Lebendiger Obstbau und Sortenvielfalt in Altschweier

Obst- und Gartenbauverein Altschweier pflegt und wartet die Informationstafeln des Obstlehrpfades

Wenn wir den Obstbau in Altschweier betrachten, fällt die Vielzahl von Früchten auf, die in dieser schönen Landschaft gedeihen: Äpfel, Birnen, Zwetschgen, Kirschen, Pfirsiche, Erdbeeren, Himbeeren, Johannisbeeren, Walnüsse und noch vieles mehr.
Alle Früchte haben ihre Eigenart, ihren Geschmack und ihren Wert, nicht nur für den Markt und den Erwerb sondern vor allem für eine gesunde, abwechslungsreiche Ernährung und den eigenen Vitaminhaushalt.Klima, Boden, Geländestruktur und vor allem der Mensch sind die ausschlaggebenden Faktoren für den Obstbau, wie er sich in Altschweier entwickelt, verändert und erhalten hat.Neben dem ökonomischen Gesichtspunkt ist es vor allem die Naturverbundenheit und das Verantwortungsbewusstsein für die uns geschenkte und anvertraute Landschaft, die den Obstbauliebhaber heute immer noch ermuntern, die Fluren zu bewirtschaften und gerade jetzt im Frühjahr zu erleben, wie es berauschend blüht, treibt und letztendlich Früchte ansetzt.

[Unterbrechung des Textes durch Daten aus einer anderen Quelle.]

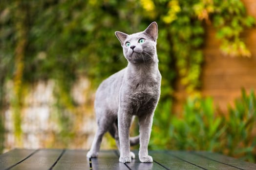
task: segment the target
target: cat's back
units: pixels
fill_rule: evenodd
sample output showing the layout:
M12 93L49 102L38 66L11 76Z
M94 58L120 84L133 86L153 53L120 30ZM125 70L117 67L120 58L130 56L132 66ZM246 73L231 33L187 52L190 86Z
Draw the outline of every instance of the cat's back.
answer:
M112 74L100 85L95 95L95 107L99 105L114 107L118 104L119 92L126 69L125 68Z

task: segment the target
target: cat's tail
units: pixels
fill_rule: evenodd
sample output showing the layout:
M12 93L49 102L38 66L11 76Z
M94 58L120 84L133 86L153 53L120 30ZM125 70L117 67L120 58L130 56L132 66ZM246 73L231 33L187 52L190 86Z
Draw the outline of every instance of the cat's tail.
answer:
M140 143L140 136L130 137L130 145L134 146Z

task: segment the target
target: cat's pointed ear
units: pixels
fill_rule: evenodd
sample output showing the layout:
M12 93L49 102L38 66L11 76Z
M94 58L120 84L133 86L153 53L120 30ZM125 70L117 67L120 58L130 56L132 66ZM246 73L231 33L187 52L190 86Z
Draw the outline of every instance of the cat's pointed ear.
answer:
M119 31L116 31L115 32L115 34L117 38L118 38L119 40L119 41L120 41L122 47L123 47L123 45L124 45L125 41L128 36L128 34Z
M158 29L157 28L157 24L155 22L153 22L149 25L148 28L144 31L149 37L154 41L156 41L158 36Z

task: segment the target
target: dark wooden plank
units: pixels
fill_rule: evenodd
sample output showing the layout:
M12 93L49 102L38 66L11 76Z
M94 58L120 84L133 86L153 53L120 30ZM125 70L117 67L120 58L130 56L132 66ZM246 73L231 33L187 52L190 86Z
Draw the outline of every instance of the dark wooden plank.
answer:
M43 149L14 167L11 170L49 170L54 164L63 150Z
M36 152L31 149L14 149L0 155L0 170L8 169L27 158Z
M178 159L193 164L205 170L234 170L239 169L223 164L205 157L202 157L188 152L171 151L167 153Z
M170 170L202 170L192 164L167 153L164 151L149 151L154 161Z
M126 164L131 170L167 170L166 168L160 166L155 162L151 163L140 162L138 157L138 151L132 151L132 152L135 154L135 158L132 159L130 163Z
M203 157L213 160L218 162L229 165L243 170L256 170L256 164L225 156L217 153L208 152L196 152L192 153Z
M92 169L129 170L125 164L120 163L119 157L114 151L102 151L97 158L92 158Z
M87 152L85 150L66 150L52 170L89 170L89 160L86 156Z

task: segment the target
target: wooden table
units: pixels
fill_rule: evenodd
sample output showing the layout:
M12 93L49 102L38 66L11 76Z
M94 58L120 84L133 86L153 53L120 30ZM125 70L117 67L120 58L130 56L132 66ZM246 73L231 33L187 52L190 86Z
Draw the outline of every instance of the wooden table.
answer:
M118 162L117 151L88 159L85 150L14 149L0 155L0 170L256 170L256 164L206 152L150 151L152 163Z

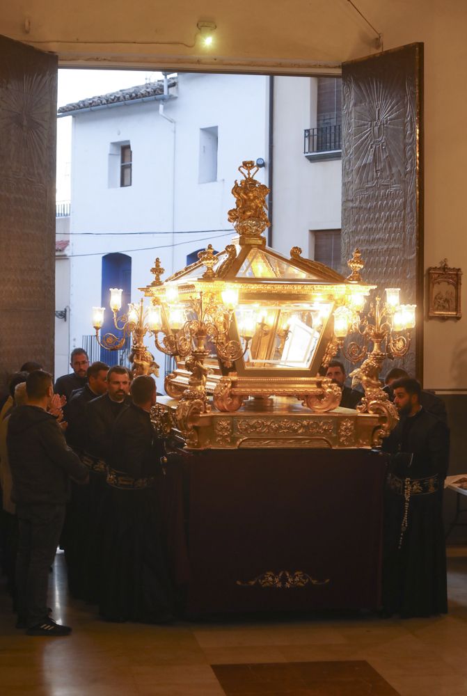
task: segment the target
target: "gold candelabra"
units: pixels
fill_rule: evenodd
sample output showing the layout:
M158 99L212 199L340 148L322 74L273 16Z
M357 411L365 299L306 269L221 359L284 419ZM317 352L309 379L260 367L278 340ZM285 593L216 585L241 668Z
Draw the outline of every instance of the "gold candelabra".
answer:
M358 249L348 265L352 270L348 280L360 282L360 271L364 264ZM358 410L368 410L372 402L387 399L379 379L383 363L386 358L404 357L410 348L410 329L415 324L416 305L401 304L399 293L399 287L386 288L386 301L381 304L381 297L376 296L366 314L363 313L365 298L355 293L347 305L341 305L334 311L335 352L340 349L354 364L365 358L351 373L354 382L361 382L365 388L365 397ZM363 341L351 340L346 346L345 338L352 334Z
M144 345L145 335L151 333L155 329L157 314L155 313L154 308L145 308L141 298L138 303L129 303L127 313L118 316L122 307L122 292L120 288L110 288L110 308L113 315L113 325L117 331L122 332L120 337L107 333L102 338L100 338L100 331L104 324L105 308L93 308L93 326L95 329L97 343L106 350L120 350L131 337L132 352L129 361L132 364L133 376L155 374L159 377L159 365L154 360L154 356Z

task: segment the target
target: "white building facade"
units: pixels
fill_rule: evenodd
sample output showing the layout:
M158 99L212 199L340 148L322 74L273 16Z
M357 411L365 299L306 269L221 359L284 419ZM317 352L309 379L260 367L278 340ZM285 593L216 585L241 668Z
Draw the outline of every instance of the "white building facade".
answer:
M182 74L59 109L73 118L68 350L90 345L93 306L105 306L109 322L111 284L138 301L156 257L164 279L208 244L220 251L230 242L227 214L242 160L264 161L257 178L272 189L278 251L298 244L312 258L312 230L340 228L340 162L303 154L316 79L273 80ZM155 353L152 340L148 346ZM57 374L65 351L57 345ZM164 358L156 360L162 390Z

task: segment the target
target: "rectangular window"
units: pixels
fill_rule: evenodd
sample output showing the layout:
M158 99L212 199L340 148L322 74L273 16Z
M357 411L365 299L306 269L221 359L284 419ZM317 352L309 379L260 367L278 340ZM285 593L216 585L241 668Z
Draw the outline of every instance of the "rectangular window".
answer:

Dass aber nicht nur der Obstbauliebhaber sondern auch der interessierte Mitbürger oder Gast, der durch unsere Flure wandert, erfährt mit welcher Obstvielfalt unsere Landschaft gesegnet ist, hat der Obst- und Gartenbauverein Altschweier am 1. Mai 1994 einen Obstbaulehrpfad eingerichtet.
Auf 24 Holztafeln wird über die verschiedensten Obstsorten informiert. Er beginnt an der Winzerkellerstrasse am westlichen Ortseingang und beschreibt auf etwa 4 km Länge, die meisten in Altschweier vorkommenden Obstarten.
Jedes Jahr werden die Tafeln gewartet, teilweise ersetzt und neu gestrichen. So auch dieses Jahr,
bei dem einige Vorstandsmitglieder des Obst- und Gartenbauverein Altschweier diese Arbeiten wieder übernommen hatten.

Es lohnt sich immer wieder, diesen Obstlehrpfad zu begehen.